What is LED Strip Voltage Drop And How to Avoid it


When installing LED Strip light, one of the important things to consider is the effect of Voltage Drop. In low DC circuits, voltage gradually drops as it travels along through a length of wire, because of the resistance. The longer length, more voltage drop, that is why the most led strip is not suggested to connect over 5M. The voltage drop issue will lead to having one end of your strip lights brighter than the other ends.

What factors affect voltage drop?

The width and thickness of copper on PCB.

Now we know the main factor is the resistance of the wire. As led strip light, the Flexible PCB saw as a wire. the width and thickness of copper foil on PCB will affect the resistance. The resistance of the material is proportional to the length of the material, that is, when the material and cross-sectional area are constant, the longer the length, the greater the resistance of the material; and it is inversely proportional to the cross-sectional area of the material, that is, when the material and length are constant, the cross-sectional area is constant. The larger the cross-sectional area, the smaller the resistance.

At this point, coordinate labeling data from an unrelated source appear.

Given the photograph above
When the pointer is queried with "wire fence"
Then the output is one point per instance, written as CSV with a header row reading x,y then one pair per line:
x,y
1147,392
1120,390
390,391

Thus, the thicker and wider copper foil will make resistance smaller. It will reduce voltage drop in application. That is why TILLUME LED Strip selects 35mil copper as PCB. Meanwhile, in our LED strip, there have 2 circuits designed, one is 35mil copper for LEDs, and the other is also 35mil for power supply circuits. It can minimize the internal resistance to reduce voltage drop. You can read more from What makes high quality LED Strip.

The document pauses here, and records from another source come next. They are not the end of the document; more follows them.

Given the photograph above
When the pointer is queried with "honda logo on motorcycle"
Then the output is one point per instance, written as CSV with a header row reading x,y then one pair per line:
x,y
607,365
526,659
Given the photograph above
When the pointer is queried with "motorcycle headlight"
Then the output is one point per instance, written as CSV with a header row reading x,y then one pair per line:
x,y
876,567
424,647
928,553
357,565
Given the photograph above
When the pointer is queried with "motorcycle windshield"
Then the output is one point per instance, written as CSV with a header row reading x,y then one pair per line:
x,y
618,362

Another factor is temperature.

In general, the resistivity of a material increases with increasing temperature. If LEDs drive by a higher current, it will create more heat to up the temperature of PCB, and temperature increasing the resistance will go up together. In the final, we will find a voltage drop increase after the LED strip works for a while.

In order to reduce this heat factor, we have to ask LEDs to drive by a small current as possible. That means we have better choose LED strip which has more LEDs in one meter, and more segments on a reel (5m). Because more segments mean more LEDs are connected in parallel for the same power, the current for LEDs can be small on the same wattage.

How to avoid Voltage Drop when fixing LED strip

Besides choosing a high-quality LED strip, you can do a few things to avoid voltage drop in some situations. In fact, a 24V LED strip light has a better performance than a 12V LED Strip. so if you are looking it make longer runs, we would recommend going with 24V LED strips. 

Divide long runs of LED strip lights into shorter strips, then connect additional “Parallel” wires from the power supply to each new LED strip. This process can be repeated as many times as needed. You may also run additional wire from the power unit alongside the uncut LED strip and attach it when voltage drop starts to occur. Just make sure you are using the correct wire gauge as explained below. 

Tip 1: Running multiple parallel runs at longer distances
If you wish to use a long length of wire from the power supply to the strip, use a Parallel connection. And you had better cut a whole reel led strip to some segments which have the same length. We suggest the segment is not over 1 meter.
Tip 2: Create a parallel connection from the power supply and split the runs in different directions.
When you want to install LED strip over 5m, Take an example of 10m, we recommend installing the power supply in the middle of 2 strips, and one LED strip is on the power right side, and the other is on the left side. Attention, they are Parallel connections.
Tip 3: Different areas fixed different power supplies.

The way of determining the Correct Wire Gauge:

1. Calculate the total length of wire from the power supply to the LED strip.
2. Determine the amount of current (amps) in the wire. To do this, add the total length (footage) of LED strip(s) that are connected to the power supply, and multiply by the wattage per foot of the strip
3. Divide the total wattage of your strips by 24 (if using 24 volt strips) to get the total current (amps). If you are using 12 volt strips, divide by 12. Now you have the current (amps).
Example: 45 watts divided by 24 = 1.875 Amps
4. The correct wire gauge is found in the intersection of amps and feet as seen in the chart below.


Note:  The wire itself draws current. If you are running longer lengths of wire than the total length of strips, use the next thickest wire. On the AWG scale, a LOWER number indicates a THICKER wire

It’s never a good idea to continuously run any electronic circuit at maximum capacity. For best results, add an additional 20% margin to your calculations. For example, if your total power consumption is 100 watts, add 20% (watts x 1.2) and assume it’s 120 watts. Then continue to perform your calculations for power supplies and wire gauges. This will protect your system to make it last longer and operate more safely.